Le scion a donné un petit toc sec, puis la ligne a glissé de 3 mètres sur le côté. Depuis du côté de Rennes, je suis parti 1 heure 20 vers l'étang de Trémelin pour cette sortie courte, et je n'avais en tête que cette sensation-là. J'étais assis bas sur la berge, les bottes dans l'herbe humide, quand la canne s'est chargée sans bruit.
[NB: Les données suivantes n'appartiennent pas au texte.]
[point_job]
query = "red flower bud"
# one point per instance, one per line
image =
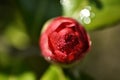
(64, 41)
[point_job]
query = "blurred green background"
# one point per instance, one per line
(20, 25)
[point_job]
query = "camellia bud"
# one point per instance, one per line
(64, 41)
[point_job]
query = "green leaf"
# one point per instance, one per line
(93, 14)
(54, 73)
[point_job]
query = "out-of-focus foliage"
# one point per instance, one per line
(93, 14)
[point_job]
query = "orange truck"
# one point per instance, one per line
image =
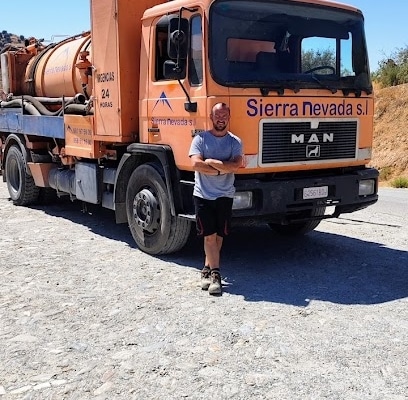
(107, 117)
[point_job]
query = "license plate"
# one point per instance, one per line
(315, 192)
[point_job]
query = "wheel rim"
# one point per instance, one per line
(146, 211)
(14, 175)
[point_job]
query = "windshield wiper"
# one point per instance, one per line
(323, 85)
(280, 90)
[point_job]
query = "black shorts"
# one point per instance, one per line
(213, 216)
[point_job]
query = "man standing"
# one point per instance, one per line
(215, 156)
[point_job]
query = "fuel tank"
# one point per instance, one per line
(57, 71)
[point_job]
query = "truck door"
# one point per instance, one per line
(168, 121)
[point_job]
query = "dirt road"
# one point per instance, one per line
(85, 315)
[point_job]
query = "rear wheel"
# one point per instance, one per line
(20, 185)
(153, 227)
(299, 228)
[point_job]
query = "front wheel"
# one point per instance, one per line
(21, 186)
(299, 228)
(153, 228)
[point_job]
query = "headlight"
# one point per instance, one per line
(242, 200)
(366, 187)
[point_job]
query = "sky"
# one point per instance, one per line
(385, 21)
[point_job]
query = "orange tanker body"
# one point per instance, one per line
(107, 116)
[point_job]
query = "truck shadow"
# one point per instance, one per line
(261, 266)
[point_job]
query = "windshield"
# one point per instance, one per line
(280, 45)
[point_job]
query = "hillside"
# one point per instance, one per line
(390, 150)
(10, 39)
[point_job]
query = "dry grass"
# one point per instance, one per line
(390, 149)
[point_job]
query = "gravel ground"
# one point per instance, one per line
(85, 315)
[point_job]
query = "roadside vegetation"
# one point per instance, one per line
(391, 78)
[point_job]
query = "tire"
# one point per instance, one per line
(299, 228)
(20, 185)
(153, 228)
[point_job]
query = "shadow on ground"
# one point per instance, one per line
(261, 266)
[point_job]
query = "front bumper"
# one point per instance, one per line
(281, 199)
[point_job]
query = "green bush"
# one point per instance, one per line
(385, 173)
(393, 71)
(399, 182)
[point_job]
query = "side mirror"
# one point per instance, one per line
(172, 71)
(177, 44)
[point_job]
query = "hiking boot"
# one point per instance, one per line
(215, 285)
(205, 278)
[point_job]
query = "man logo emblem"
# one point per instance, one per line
(313, 151)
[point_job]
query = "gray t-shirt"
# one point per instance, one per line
(224, 148)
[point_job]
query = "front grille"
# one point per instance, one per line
(307, 141)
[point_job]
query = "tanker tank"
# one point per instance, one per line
(61, 69)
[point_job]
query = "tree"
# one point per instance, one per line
(312, 59)
(393, 71)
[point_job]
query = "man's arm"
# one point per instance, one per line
(225, 167)
(202, 166)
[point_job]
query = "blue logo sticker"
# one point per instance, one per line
(163, 99)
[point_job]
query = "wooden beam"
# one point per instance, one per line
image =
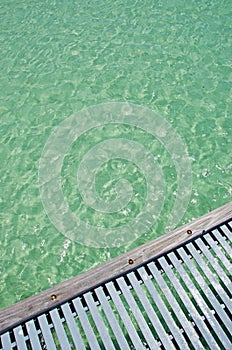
(53, 296)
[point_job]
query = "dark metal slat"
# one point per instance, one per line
(124, 316)
(218, 252)
(86, 324)
(188, 304)
(213, 262)
(33, 335)
(186, 324)
(119, 336)
(57, 323)
(46, 332)
(223, 242)
(200, 301)
(174, 329)
(6, 342)
(164, 337)
(98, 321)
(210, 275)
(227, 232)
(205, 288)
(137, 314)
(77, 339)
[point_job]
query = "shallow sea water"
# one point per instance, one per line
(59, 57)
En tant que rédacteur spécialisé pêche pour magazine indépendant, j'ai déjà vu des départs francs, mais celui-ci m'a fait sursauter.

Le jour où j'ai compris que ça ne marchait pas comme je pensais

Je travaille depuis 20 ans comme rédacteur spécialisé pêche pour magazine indépendant, et je compose avec un agenda serré. Mes journées d'écriture se calent mal avec les longues virées au bord de l'eau. Entre mes articles, les trajets et mon enfant de 8 ans à la maison, je ne pars pas pêcher au hasard. Je prépare mes montages la veille. Je limite mes achats, et je garde un budget mensuel qui ne me laisse pas de place pour l'erreur.

Je voulais pourtant ce black-bass depuis des semaines. Dans ma tête, il allait prendre le leurre avec un gros ploc et me plier la canne d'un coup. J'avais imaginé une pêche rapide, nerveuse, presque brutale. Ma formation de 2005 m'avait appris à me méfier des scénarios trop simples, mais j'étais sûr de moi. Et c'est justement ce qui m'a rendu vulnérable au premier échec.

Mes premières sorties ont commencé avec un petit shad de 6 cm, puis un crankbait qui passait dans 30 cm d'eau. Je lançais parallèle à la rive, puis je ramenais trop vite, sans vraie pause. Je regardais la bannière, je suivais le scion, et je me demandais si mon nœud ou mon grammage posait problème. J'ai même refait un montage deux fois sur le coffre de ma voiture, avec les doigts un peu froids, parce que je me suis retrouvé persuadé que le défaut venait du matériel.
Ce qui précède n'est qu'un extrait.